Spinning Wheels Go Round and Round
I’m sad to say these are not all of the examples I discovered, but these are the ones evident in 87% of the trials we conducted in 2018–19. (The rate would be worse/higher if we tracked the issues involving invoices rejected for trivial reasons, but we did not track those.)
In general, it takes approximately three months of us re-invoicing, obtaining proof, following up, obtaining additional proof, and re-invoicing in order to get approval for payment—and that’s if we don’t decide to just write off the cost due to the extent of the proof required. (Don’t get me started on payment timelines. Small sites don’t have the cash flow, credit, or vendor relationships to support the lengthy delays between invoicing and payment.)
It’s curious that sites, which typically have the fewest resources of all of the companies in the human trials pipeline, should have to do the extra work of proving so much of the work performed. On top of that are the delays in paying. For every sponsor or CRO director who thinks their payment timelines meet their company’s policies, I want to break it to you that your definitions of the timelines are flawed.

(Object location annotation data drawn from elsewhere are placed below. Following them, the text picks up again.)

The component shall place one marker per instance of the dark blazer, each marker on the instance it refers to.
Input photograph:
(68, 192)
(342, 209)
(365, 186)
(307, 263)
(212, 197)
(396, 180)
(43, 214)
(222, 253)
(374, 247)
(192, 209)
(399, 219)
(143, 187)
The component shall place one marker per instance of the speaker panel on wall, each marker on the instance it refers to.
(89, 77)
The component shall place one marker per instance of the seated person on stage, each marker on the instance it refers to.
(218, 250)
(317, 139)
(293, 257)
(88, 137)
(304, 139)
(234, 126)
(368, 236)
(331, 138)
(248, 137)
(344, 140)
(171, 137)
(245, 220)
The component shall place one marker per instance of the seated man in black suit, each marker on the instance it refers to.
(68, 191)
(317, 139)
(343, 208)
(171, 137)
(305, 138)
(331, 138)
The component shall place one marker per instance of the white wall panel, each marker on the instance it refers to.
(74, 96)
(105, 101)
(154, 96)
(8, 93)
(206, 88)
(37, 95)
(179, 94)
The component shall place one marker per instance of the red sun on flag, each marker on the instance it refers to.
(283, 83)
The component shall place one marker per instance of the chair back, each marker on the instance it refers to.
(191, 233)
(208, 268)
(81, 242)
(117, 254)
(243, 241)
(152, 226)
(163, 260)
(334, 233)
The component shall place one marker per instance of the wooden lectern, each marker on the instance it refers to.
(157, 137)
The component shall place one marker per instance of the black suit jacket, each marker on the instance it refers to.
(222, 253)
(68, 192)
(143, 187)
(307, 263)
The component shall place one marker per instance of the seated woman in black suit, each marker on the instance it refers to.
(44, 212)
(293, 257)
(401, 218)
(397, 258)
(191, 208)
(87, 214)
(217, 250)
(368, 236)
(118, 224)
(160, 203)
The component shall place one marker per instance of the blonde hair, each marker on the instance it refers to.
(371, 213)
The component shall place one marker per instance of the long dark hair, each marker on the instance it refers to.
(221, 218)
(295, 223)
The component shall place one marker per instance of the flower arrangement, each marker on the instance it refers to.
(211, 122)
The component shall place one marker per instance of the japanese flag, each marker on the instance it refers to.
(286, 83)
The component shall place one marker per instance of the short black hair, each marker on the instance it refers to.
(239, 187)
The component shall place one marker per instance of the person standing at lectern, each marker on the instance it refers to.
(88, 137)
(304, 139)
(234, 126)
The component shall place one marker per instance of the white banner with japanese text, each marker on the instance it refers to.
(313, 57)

My guess is that your company’s measurable is “time from approved invoice” to “date check sent.” I would argue that you would see that site payments are delayed by an additional 90 to 180 days if the timeline started ticking at “invoice received from site” because of the silliness described in the scenario above that results in lengthy invoice approval times.
No Wonder “One and Done” is a Problem
These issues dovetail precisely into the reasons investigators leave research; they lose money doing it and/or the burden is too high.
In my experience, investigators are willing to do what is necessary to ensure patient safety and document data, but the regulatory and financial expectations are definitively onerous. When many providers need to see four non-research patients each hour just to stay profitable, what is the message from the industry when they are expected to spend multiple hours proving that they should be paid?
On the positive side, I learned during my foray into our accounting department that startup and closeout fees are always paid without difficulty. Patient data that end up in EDC systems are likewise usually paid without difficulty. This implies that good systems are in place for those portions of the accounting processes, and it would not be difficult for sponsors and CROs to add processes for the remaining budget items as a means of improving customer service.
Sites might be “vendors” to sponsors, but they are important and necessary vendors, and keeping more sites in business is key to the entire clinical research process.